Lo stava seguendo ormai da tempo indefinito, tenendosi ad una distanza adeguata per non intralciarlo ma nemmeno sentirsi abbandonata a se stessa. Avevano attraversato i cancelli d'entrata di Menastir e battuto il ponte ricurvo sotto cui scrosciavano sanguigne le cascate del Fiume Rosso che le generava. Veer le aveva spiegato che fossero i fiori di Cidonia a conferire al corso d'acqua quell'inusuale colore, li usavano anche i mercanti per tingere i tessuti, non era nulla di cui rimanere ammaliati. Nel Focolare, l'Almabyra era bianco come il latte e durante l'inverno risultava quasi impossibile distinguerlo dalla neve che puntualmente lo circondava. Vissia era rimasta affascinata lo stesso dal pensiero che ci fossero fiumi di colori diversi, dopotutto per tutta la sua esistenza li aveva sempre visti trasparenti. Talvolta melmosi o sporchi a causa dell'inquinamento, ma generalmente non si coloravano per vie naturali. Si erano poi diretti, aggirando il borgo che iniziava pochi piedi di terreno dopo il ponte, verso una fitta boscaglia che Vissia aveva già visto in groppa a Brea.
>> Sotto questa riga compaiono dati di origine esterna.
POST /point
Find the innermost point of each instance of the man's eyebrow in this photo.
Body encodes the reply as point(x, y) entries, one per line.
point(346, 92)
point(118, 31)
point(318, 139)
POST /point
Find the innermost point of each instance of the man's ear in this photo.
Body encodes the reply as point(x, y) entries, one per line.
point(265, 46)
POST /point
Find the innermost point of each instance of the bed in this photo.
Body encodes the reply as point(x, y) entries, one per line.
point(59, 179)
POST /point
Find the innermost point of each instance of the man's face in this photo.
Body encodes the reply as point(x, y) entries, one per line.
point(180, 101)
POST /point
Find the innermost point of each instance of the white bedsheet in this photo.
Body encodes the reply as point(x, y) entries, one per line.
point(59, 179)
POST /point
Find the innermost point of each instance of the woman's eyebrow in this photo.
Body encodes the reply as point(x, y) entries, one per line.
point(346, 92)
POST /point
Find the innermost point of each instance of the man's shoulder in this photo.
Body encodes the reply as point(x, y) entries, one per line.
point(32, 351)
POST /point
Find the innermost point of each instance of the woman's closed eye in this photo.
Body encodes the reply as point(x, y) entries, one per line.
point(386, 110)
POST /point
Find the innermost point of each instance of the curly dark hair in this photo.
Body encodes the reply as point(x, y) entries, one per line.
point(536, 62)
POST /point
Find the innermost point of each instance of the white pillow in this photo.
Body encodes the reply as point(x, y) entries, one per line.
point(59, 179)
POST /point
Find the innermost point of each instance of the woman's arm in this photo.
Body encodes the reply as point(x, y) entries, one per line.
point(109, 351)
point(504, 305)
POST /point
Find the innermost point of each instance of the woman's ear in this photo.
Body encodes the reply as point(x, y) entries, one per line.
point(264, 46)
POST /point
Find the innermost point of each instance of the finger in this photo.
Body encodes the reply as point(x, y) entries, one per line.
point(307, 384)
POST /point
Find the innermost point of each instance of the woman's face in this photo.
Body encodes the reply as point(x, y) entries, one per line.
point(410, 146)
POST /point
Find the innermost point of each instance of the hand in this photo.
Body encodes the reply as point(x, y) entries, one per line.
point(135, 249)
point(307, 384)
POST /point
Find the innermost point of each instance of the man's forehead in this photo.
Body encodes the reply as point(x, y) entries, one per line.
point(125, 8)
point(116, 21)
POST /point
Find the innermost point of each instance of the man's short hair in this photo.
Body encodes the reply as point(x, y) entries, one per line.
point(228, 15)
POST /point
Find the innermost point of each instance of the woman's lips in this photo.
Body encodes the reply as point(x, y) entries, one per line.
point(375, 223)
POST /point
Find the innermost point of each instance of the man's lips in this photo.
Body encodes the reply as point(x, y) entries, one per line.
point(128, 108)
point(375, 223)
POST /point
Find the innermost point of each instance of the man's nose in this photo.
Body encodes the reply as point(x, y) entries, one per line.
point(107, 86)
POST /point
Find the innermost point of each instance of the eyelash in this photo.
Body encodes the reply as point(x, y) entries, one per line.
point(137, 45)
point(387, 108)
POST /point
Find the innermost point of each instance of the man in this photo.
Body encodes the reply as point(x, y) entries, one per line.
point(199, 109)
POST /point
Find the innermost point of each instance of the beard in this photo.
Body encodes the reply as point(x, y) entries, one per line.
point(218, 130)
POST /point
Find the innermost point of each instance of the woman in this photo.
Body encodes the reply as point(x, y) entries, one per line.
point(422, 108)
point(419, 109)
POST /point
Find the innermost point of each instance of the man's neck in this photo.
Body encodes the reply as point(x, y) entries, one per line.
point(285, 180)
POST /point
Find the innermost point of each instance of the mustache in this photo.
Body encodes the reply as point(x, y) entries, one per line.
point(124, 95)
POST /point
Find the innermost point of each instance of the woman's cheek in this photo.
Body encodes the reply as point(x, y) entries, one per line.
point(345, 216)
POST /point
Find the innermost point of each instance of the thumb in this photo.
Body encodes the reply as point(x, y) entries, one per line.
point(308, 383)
Si accostava alle rocce scoscese della voragine, protendendosi fino a circondarla per qualche miglio, nulla in confronto alla serie di abitazioni e botteghe che occupavano il rimanente spazio, ma tanto bastava per consentire di inoltrarvisi in poco tempo. Ciò che destabilizzava e faceva poi scorrere le ore non era quindi la distanza dal centro, quanto piuttosto l'estensione smisurata della foresta Celibea, un intricato ammasso di alberi, arbusti e sottobosco dal sapore di fiaba solo superficialmente. Le viuzze che vi si dipanavano all'interno costituivano un pericolo per chi non le conoscesse. Conferivano un aspetto sempre uguale all'ambiente metro dopo metro, era facile perdersi, ma Veer sapeva dove muoversi. Conosceva quella terra meglio della sua, forse perchè da piccolo incuriosiscono sempre e solo i possedimenti altrui, o forse perchè Maitreya gliel'aveva fatta apprezzare nei suoi aspetti più crudi ed insidiosi, trascorrendo con lui anni a vantarsi di cosa suo padre possedesse, che si trattasse di una rovina o di una pianura.